On Tuesday, May 15, 2018 at 8:33:26 AM UTC-6, Daniel P. Berrangé wrote:
On Tue, May 15, 2018 at 07:24:09AM -0700, Marcus Sorensen wrote:
> Ok. With Libvirt you either have a 'boot order' property on the disk
> itself, or a 'boot dev' entry in the 'os' section of the domain. They are
> mutually exclusive. I think I prefer having the boot order on the disk, it
> seems more explicit and clear.

Never use the 'boot dev' entry in the 'os' section - it exists solely
for compat with older libvirts.
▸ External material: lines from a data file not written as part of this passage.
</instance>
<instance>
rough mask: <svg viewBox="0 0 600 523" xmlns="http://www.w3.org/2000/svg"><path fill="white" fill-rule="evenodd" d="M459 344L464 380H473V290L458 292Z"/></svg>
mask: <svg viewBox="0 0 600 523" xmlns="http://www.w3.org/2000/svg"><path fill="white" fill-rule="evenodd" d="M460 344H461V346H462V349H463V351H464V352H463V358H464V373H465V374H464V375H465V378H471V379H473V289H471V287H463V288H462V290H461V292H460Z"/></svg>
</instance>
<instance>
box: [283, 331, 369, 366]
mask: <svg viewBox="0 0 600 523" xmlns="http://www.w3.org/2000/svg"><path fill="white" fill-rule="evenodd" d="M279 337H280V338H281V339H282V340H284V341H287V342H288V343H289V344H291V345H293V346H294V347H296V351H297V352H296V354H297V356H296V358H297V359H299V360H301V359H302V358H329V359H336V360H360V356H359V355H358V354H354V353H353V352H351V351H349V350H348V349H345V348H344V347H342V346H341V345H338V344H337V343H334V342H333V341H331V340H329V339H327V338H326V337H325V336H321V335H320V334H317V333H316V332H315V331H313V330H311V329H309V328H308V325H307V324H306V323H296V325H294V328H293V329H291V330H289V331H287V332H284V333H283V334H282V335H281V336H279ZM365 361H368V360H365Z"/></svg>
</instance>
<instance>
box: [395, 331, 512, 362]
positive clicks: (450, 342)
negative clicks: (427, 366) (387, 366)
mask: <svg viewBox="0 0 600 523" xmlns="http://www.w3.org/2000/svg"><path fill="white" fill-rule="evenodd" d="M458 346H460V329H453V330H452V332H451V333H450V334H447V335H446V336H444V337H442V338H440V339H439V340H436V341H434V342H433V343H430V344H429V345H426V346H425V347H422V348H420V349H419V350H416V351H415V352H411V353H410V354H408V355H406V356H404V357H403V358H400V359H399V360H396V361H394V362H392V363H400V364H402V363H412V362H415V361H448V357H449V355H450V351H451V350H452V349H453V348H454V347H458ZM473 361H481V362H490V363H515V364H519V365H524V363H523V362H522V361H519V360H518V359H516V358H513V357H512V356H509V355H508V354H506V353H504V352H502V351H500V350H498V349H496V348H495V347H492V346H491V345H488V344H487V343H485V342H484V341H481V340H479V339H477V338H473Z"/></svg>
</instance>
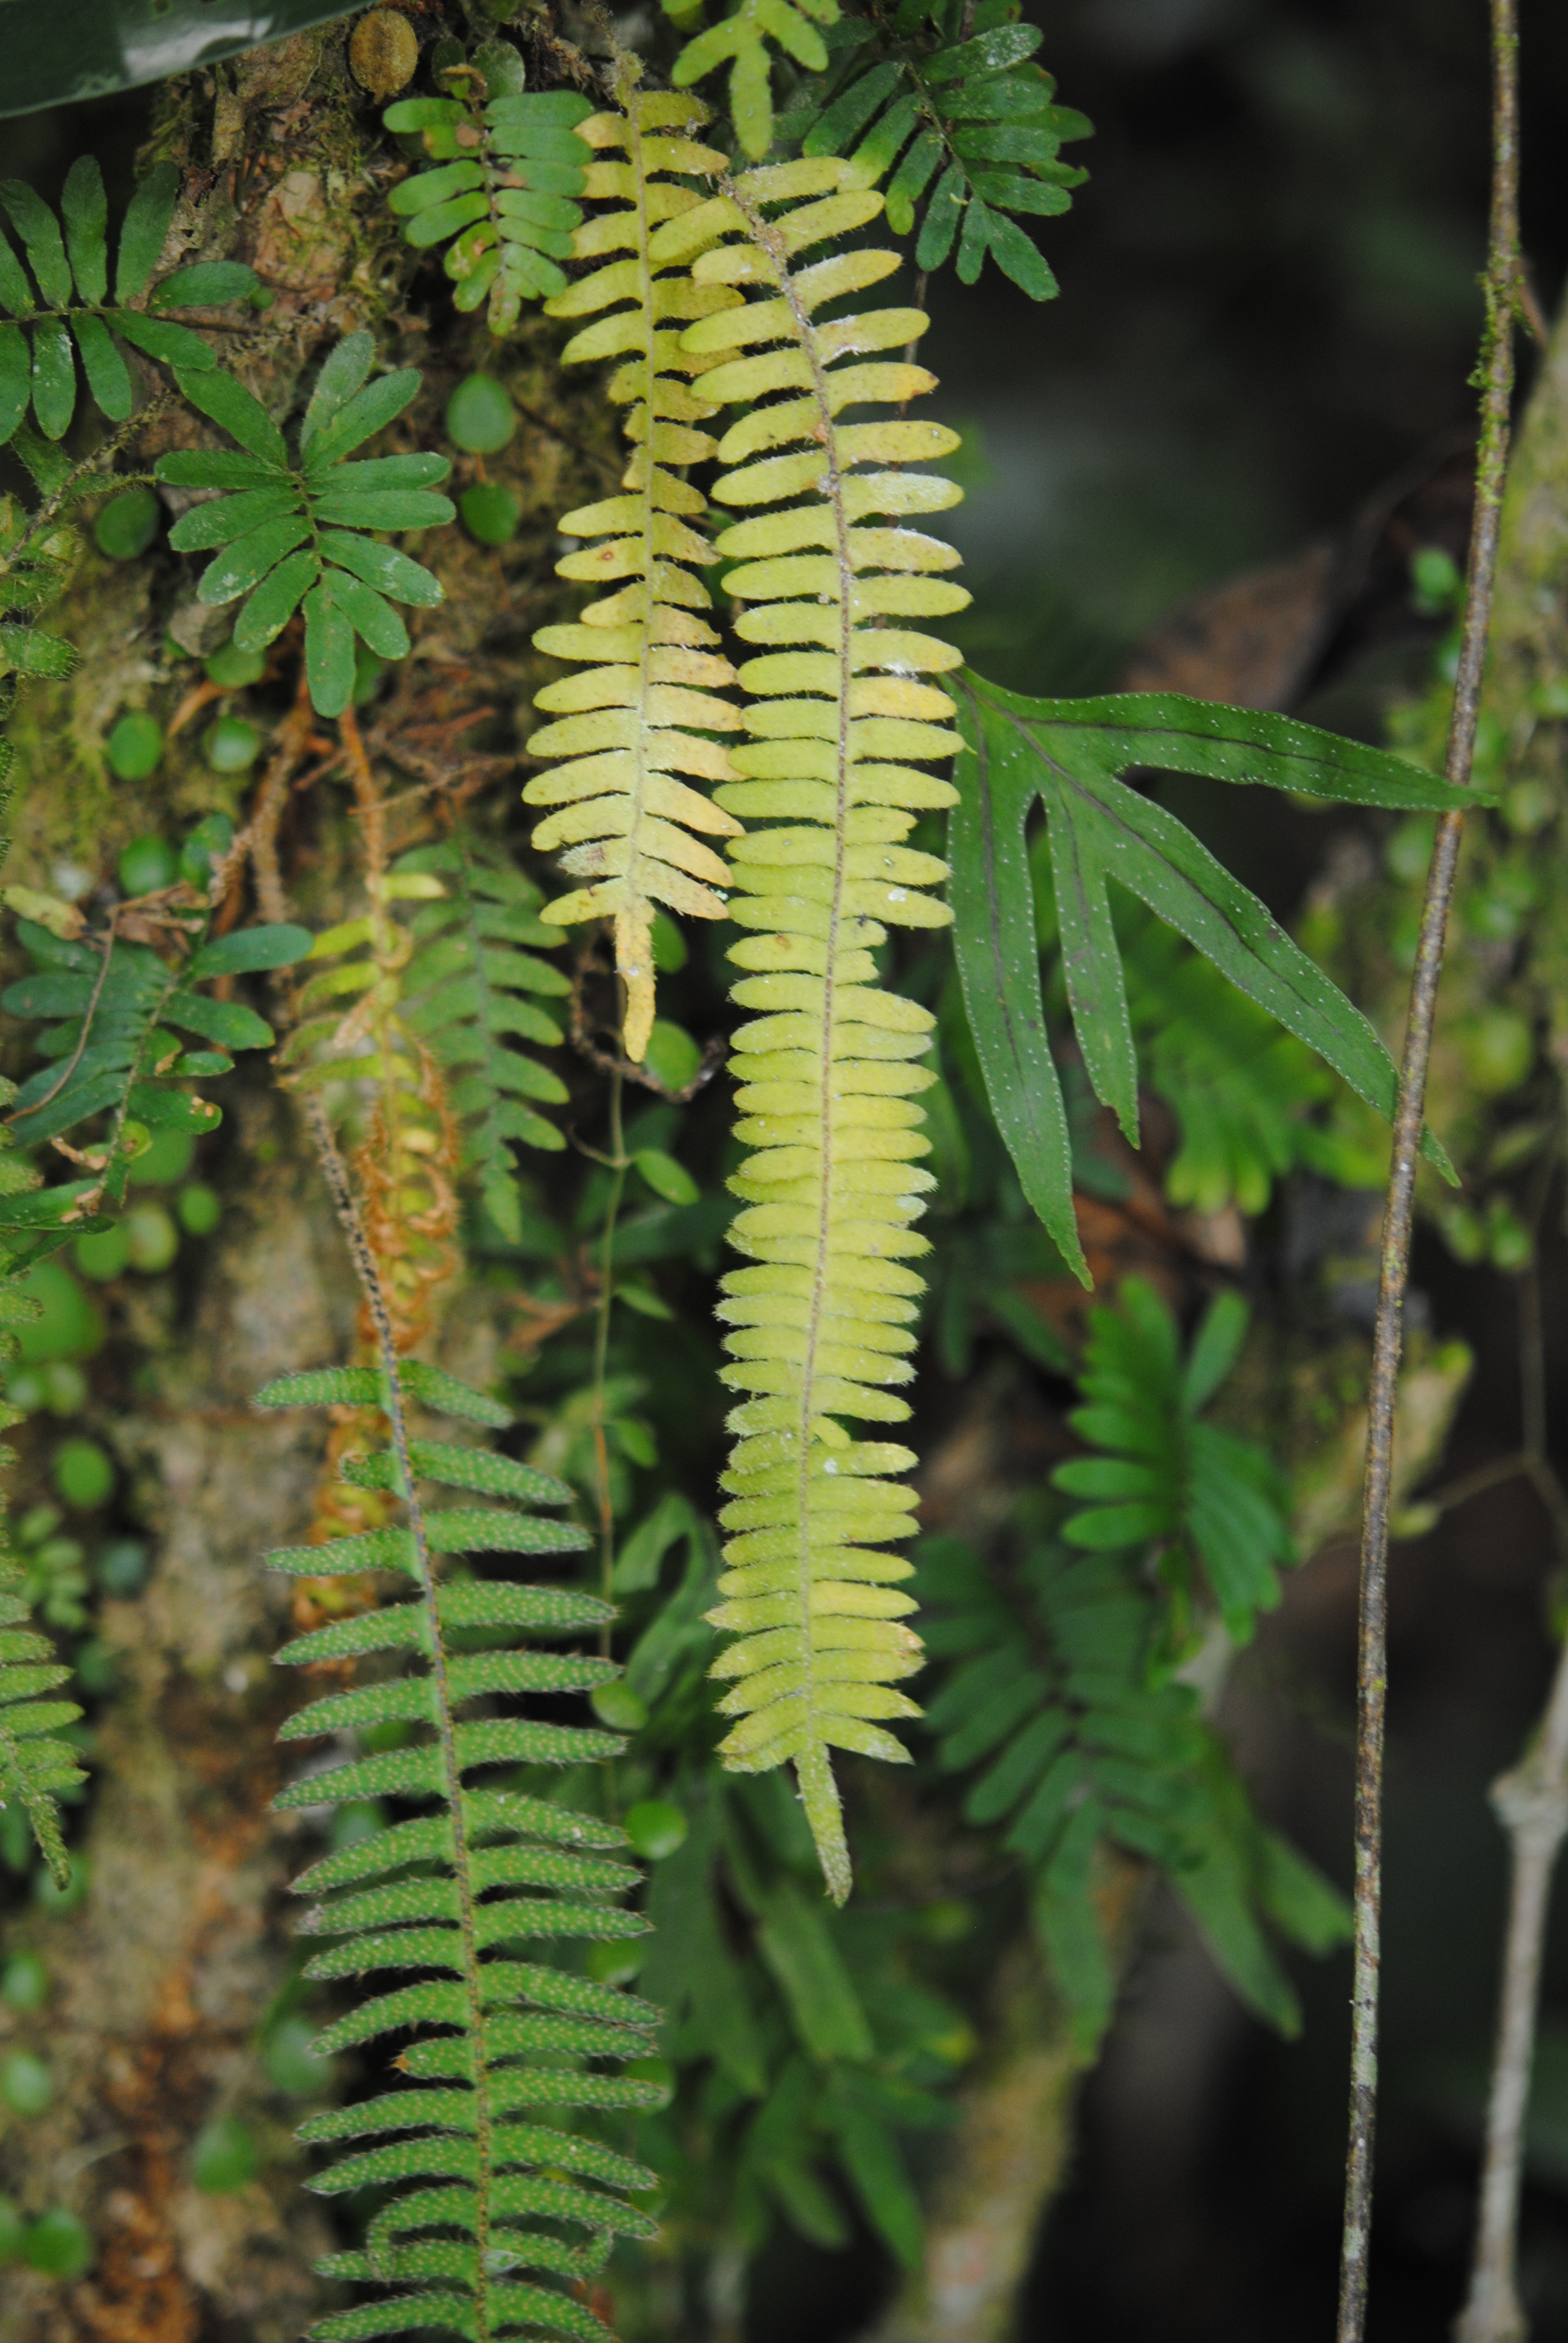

The boot order index against the individual
devices offers much better functionality.
 
 I'll prototype something with a boot order field on the disks, then, and leave it up to future work to determine how that will translate for network devices.
 

Sounds good.
 

> However I think someone down the road might ask for network booting, and
> while network devices also have a 'boot order' property, I'm not sure where
> that will fit in the KubeVirt API. From that perspective it may may sense
> to just add the ability to switch between 'net', 'cdrom', and 'hd' to the
> domain and rely on the device ordering in the YAML.

This simple "net", "cdrom", and "hd" selection was the way QEMU did things
before boot index support was added and it is horribly limited in what it
can express. This forces users to mess around with device order to attempt
to get what they need. Reordering devices in the XML has negative impact on
the guest by changing the hardware ABI, which in turns will cause Windows
to complain about changing disks and possibly even fail to boot.